Information on acute oral toxicity (AOT) of 6,226 compounds determined in mice was obtained from the OCHEM database [7], and information on AOT of 6,238 compounds determined in rats was obtained from the literature [6]. We defined compounds with lethal dose 50 (LD50) values ≤ 300 mg/kg as “toxic” and compounds with LD50 values > 300 mg/kg as “less or non-toxic”. The dataset was divided into training (80%) and test (20%) datasets. The training dataset was used for hyperparameter optimization, and the test dataset was used for model evaluation (Fig. 1). During the model training and evaluation, we used log10 transformed LD50 values.

Preparation of molecular features

The structures of the compounds were presented in the simplified molecular-input line-entry system (SMILES) format [14]. To train message-passing neural networks (MPNNs), we used the Chemprop Python package [15]. The RDKit Python package was used to calculate the molecular fingerprint. Extended connectivity fingerprints with a maximum diameter parameter of 4 (ECFP4) were used [16].

Optimization of machine learning algorithms

In this study, we tested six different machine learning (ML) algorithms, including MPNN, MPNN with molecular fingerprints, MPNN with molecular descriptors, random forest (RF), support vector machine (SVM), and artificial neural network (ANN) models, to build both classification and regression models for predicting AOT in mice and rats. Here, the RF, SVM, and ANN models were trained using molecular fingerprints as input features. MPNN learns directly from a molecular graph to predict molecular properties [15]. ANN is an ML algorithm inspired by the biological neuronal network of the human brain [17]. The ANN structure consisted of an input layer, hidden layer(s), and an output layer. The ANN learns non-linear relationships from the data. RF is an ensemble learning algorithm that constructs multiple decision trees [18]. The ANN algorithm was implemented using the Keras package (version 2.2.5) with TensorFlow backend (version 2.0.0) [19]. The RF and SVM algorithms were implemented using the scikit-learn Python package [20].

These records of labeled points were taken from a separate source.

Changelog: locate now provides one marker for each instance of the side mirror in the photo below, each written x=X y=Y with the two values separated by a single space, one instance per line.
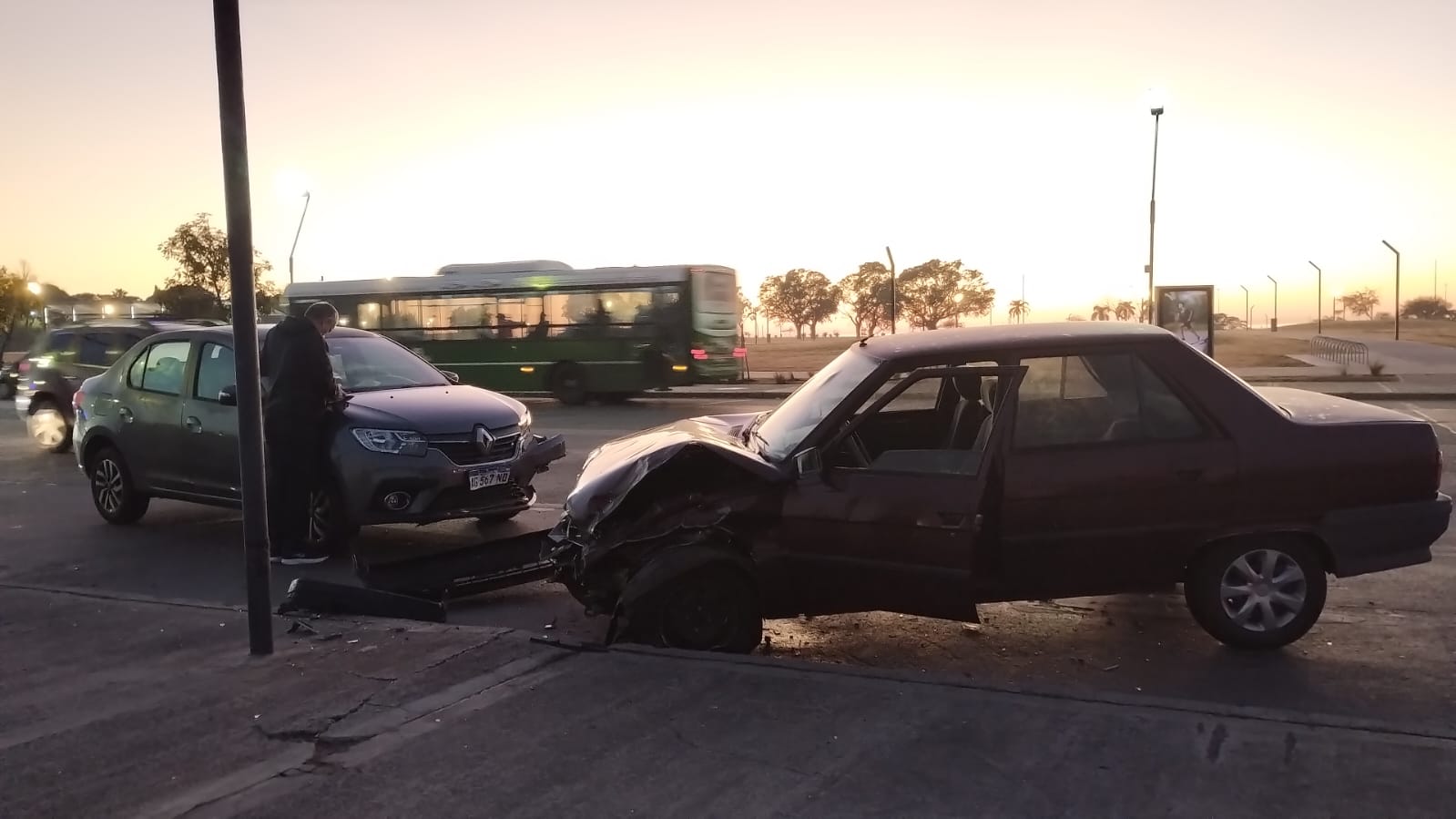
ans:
x=809 y=464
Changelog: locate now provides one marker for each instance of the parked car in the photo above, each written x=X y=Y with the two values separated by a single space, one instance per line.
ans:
x=410 y=445
x=928 y=473
x=60 y=360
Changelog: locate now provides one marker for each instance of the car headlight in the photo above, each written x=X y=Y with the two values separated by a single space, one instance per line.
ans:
x=392 y=442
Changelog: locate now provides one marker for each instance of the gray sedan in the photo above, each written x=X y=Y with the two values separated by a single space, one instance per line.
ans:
x=410 y=445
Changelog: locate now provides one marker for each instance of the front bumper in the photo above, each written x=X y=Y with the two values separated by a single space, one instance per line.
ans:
x=437 y=487
x=1378 y=538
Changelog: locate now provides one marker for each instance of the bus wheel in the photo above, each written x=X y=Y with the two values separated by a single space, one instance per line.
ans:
x=568 y=384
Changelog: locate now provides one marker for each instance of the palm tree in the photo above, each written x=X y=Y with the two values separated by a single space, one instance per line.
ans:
x=1018 y=311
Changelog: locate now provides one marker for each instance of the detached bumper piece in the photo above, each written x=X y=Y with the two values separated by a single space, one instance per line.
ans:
x=421 y=588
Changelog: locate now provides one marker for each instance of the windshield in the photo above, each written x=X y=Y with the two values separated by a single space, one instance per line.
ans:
x=787 y=427
x=367 y=363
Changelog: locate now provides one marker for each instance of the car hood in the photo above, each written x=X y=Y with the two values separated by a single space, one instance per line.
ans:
x=613 y=468
x=433 y=410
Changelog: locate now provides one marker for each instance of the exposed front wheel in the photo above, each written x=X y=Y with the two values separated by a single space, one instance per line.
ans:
x=1257 y=593
x=714 y=608
x=48 y=427
x=112 y=490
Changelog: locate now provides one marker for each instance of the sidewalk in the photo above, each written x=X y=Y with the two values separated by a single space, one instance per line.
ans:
x=145 y=709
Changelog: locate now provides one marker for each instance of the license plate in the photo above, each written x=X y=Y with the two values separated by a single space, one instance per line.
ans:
x=488 y=478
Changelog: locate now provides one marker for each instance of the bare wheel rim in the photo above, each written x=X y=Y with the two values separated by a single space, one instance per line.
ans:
x=108 y=486
x=319 y=512
x=1263 y=590
x=48 y=427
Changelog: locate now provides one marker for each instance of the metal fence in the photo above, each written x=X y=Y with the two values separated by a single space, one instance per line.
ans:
x=1339 y=350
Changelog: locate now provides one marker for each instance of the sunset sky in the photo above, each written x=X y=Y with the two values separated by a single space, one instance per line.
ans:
x=756 y=134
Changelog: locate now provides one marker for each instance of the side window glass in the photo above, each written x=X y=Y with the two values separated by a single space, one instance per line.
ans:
x=1088 y=400
x=163 y=367
x=214 y=372
x=95 y=349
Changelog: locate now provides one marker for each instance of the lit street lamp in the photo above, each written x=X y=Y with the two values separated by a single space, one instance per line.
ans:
x=1152 y=207
x=306 y=199
x=1397 y=289
x=1274 y=318
x=1319 y=299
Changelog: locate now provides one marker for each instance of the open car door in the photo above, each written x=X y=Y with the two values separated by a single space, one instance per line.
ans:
x=896 y=529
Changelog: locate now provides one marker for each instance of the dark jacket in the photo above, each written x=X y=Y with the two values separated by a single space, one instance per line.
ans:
x=296 y=363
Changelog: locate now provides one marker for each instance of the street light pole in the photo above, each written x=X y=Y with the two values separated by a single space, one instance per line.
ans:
x=1152 y=213
x=1274 y=322
x=233 y=119
x=306 y=199
x=1397 y=287
x=891 y=289
x=1319 y=299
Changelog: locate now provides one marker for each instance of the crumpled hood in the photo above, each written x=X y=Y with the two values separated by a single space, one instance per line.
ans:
x=613 y=468
x=433 y=410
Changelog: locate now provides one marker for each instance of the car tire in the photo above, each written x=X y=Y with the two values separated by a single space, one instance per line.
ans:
x=568 y=384
x=712 y=608
x=48 y=427
x=114 y=493
x=330 y=527
x=1257 y=593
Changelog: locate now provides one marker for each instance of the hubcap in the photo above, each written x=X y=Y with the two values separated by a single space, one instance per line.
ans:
x=108 y=486
x=48 y=427
x=1263 y=590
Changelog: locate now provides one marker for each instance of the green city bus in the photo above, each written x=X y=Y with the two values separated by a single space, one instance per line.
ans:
x=545 y=327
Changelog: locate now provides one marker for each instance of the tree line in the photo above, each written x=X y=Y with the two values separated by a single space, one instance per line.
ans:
x=925 y=296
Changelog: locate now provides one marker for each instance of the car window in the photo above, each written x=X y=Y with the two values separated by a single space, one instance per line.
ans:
x=1094 y=400
x=160 y=367
x=95 y=350
x=214 y=372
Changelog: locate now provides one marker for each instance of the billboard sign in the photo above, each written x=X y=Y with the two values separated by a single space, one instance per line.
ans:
x=1186 y=312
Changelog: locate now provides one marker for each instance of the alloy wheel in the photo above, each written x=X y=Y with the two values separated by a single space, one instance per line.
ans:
x=1263 y=590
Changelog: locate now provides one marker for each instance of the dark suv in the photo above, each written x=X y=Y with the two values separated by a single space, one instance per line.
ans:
x=60 y=360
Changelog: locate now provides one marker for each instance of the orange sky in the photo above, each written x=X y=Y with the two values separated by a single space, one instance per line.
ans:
x=762 y=136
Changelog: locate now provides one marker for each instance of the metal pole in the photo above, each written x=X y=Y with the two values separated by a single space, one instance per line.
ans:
x=1397 y=289
x=306 y=199
x=1319 y=299
x=891 y=289
x=1152 y=214
x=232 y=112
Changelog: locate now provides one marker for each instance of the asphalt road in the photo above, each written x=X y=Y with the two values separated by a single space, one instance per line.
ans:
x=1382 y=650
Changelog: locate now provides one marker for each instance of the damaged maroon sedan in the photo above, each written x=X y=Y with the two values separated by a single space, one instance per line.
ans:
x=929 y=473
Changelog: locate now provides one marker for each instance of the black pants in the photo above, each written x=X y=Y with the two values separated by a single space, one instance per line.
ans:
x=293 y=452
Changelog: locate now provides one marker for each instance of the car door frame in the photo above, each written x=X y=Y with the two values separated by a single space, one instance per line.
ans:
x=1132 y=554
x=820 y=560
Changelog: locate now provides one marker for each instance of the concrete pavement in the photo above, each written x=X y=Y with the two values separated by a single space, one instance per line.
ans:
x=148 y=709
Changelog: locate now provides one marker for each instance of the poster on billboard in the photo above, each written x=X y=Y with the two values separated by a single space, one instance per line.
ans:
x=1186 y=312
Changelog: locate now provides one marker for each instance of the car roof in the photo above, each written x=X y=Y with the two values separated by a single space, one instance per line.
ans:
x=1005 y=338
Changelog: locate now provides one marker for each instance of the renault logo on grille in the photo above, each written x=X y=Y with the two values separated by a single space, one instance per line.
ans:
x=484 y=439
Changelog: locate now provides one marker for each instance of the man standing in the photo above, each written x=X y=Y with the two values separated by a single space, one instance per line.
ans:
x=296 y=405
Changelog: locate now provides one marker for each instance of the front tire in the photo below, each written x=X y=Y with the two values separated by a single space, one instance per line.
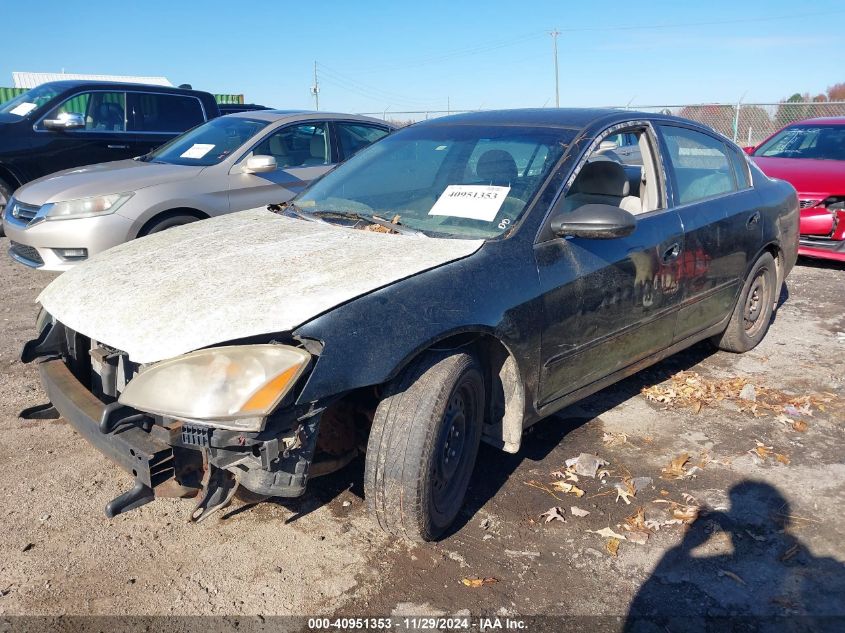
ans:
x=753 y=312
x=168 y=222
x=423 y=445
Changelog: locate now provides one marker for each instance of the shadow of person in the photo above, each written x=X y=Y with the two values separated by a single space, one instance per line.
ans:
x=742 y=571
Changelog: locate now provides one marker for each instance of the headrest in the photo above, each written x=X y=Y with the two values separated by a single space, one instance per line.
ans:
x=318 y=147
x=496 y=166
x=603 y=178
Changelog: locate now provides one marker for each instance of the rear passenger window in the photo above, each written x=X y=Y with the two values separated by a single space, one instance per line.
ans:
x=701 y=164
x=163 y=113
x=354 y=137
x=740 y=165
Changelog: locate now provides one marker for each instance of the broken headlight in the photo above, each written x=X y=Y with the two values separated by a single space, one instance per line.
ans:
x=226 y=387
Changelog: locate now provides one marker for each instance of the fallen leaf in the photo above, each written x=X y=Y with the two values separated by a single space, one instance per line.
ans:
x=640 y=538
x=789 y=553
x=479 y=582
x=607 y=533
x=553 y=514
x=687 y=514
x=562 y=486
x=624 y=491
x=676 y=469
x=731 y=575
x=636 y=521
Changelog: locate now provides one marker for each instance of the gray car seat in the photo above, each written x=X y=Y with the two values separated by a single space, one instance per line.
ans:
x=317 y=151
x=601 y=182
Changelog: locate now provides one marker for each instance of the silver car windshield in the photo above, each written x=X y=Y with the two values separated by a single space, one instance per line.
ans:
x=209 y=143
x=28 y=101
x=822 y=142
x=459 y=181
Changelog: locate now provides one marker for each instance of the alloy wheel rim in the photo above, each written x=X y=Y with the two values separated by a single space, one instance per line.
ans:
x=755 y=303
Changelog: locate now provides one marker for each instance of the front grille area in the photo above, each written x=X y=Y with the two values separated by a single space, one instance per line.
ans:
x=26 y=252
x=196 y=435
x=23 y=212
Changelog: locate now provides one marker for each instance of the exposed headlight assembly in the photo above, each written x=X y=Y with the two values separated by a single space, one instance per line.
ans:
x=85 y=207
x=225 y=387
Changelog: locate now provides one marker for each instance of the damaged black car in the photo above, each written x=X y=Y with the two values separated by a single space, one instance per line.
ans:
x=453 y=283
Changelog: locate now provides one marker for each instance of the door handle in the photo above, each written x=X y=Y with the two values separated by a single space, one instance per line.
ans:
x=671 y=253
x=752 y=220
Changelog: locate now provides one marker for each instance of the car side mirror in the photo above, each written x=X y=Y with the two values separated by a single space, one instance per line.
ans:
x=260 y=164
x=65 y=121
x=594 y=221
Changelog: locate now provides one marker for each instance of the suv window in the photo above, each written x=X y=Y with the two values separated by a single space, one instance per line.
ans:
x=356 y=136
x=151 y=112
x=103 y=111
x=304 y=145
x=700 y=162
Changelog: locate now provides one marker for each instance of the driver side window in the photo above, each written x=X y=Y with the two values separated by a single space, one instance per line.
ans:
x=303 y=145
x=103 y=111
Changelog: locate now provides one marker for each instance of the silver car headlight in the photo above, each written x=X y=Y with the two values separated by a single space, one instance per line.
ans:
x=85 y=207
x=226 y=387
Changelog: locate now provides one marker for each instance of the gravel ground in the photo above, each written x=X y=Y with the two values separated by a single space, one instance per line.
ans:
x=768 y=539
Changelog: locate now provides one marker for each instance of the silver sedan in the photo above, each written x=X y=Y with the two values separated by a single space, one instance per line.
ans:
x=236 y=162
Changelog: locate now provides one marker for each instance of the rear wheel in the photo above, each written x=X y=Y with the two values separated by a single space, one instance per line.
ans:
x=156 y=226
x=753 y=312
x=423 y=445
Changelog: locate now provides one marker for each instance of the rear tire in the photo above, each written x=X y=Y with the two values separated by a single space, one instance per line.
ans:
x=753 y=311
x=423 y=445
x=156 y=226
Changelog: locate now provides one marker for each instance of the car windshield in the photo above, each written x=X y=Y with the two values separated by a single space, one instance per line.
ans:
x=209 y=143
x=28 y=101
x=822 y=142
x=461 y=181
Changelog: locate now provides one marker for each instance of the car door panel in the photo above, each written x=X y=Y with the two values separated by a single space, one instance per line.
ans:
x=248 y=191
x=723 y=231
x=607 y=303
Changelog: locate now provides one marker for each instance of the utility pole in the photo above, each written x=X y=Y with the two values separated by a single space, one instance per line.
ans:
x=315 y=89
x=554 y=35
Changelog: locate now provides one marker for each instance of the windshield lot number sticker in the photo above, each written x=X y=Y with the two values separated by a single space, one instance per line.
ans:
x=474 y=202
x=197 y=150
x=22 y=109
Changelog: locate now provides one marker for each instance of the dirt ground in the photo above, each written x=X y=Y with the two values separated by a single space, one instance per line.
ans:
x=757 y=506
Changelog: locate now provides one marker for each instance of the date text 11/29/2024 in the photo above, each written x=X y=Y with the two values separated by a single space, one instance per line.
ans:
x=418 y=623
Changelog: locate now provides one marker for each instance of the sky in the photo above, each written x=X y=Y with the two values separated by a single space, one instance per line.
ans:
x=391 y=57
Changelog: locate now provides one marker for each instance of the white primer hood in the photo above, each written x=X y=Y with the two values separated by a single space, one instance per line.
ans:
x=238 y=275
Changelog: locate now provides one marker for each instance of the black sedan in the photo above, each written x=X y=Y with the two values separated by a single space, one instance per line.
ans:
x=454 y=282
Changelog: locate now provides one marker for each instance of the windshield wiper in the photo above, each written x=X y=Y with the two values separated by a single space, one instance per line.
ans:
x=396 y=226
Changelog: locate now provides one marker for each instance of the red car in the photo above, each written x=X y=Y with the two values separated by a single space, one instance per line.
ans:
x=811 y=156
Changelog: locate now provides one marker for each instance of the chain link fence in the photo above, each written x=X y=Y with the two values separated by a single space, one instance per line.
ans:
x=745 y=123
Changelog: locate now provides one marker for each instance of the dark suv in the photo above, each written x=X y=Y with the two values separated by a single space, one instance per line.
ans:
x=66 y=124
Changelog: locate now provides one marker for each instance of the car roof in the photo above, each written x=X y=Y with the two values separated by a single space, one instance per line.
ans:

To build the optimal model with the best prediction performance, hyperparameter optimization was performed. For the classification model, we selected the optimal hyperparameter that showed the highest accuracy (ACC) using the grid-search cross-validation method. In addition, for the regression model, we selected the optimal hyperparameter that showed the lowest root mean square error (RMSE) using the grid search cross-validation method.

Five metrics were used to evaluate the performance of the classification model: ACC, area under the receiver operating characteristic (AUROC), Matthew’s correlation coefficient (MCC), positive predictive value (PPV), and negative predictive value (NPV). In addition, to evaluate the regression model performance, two performance metrics were used: the RMSE and R-squared value (R2).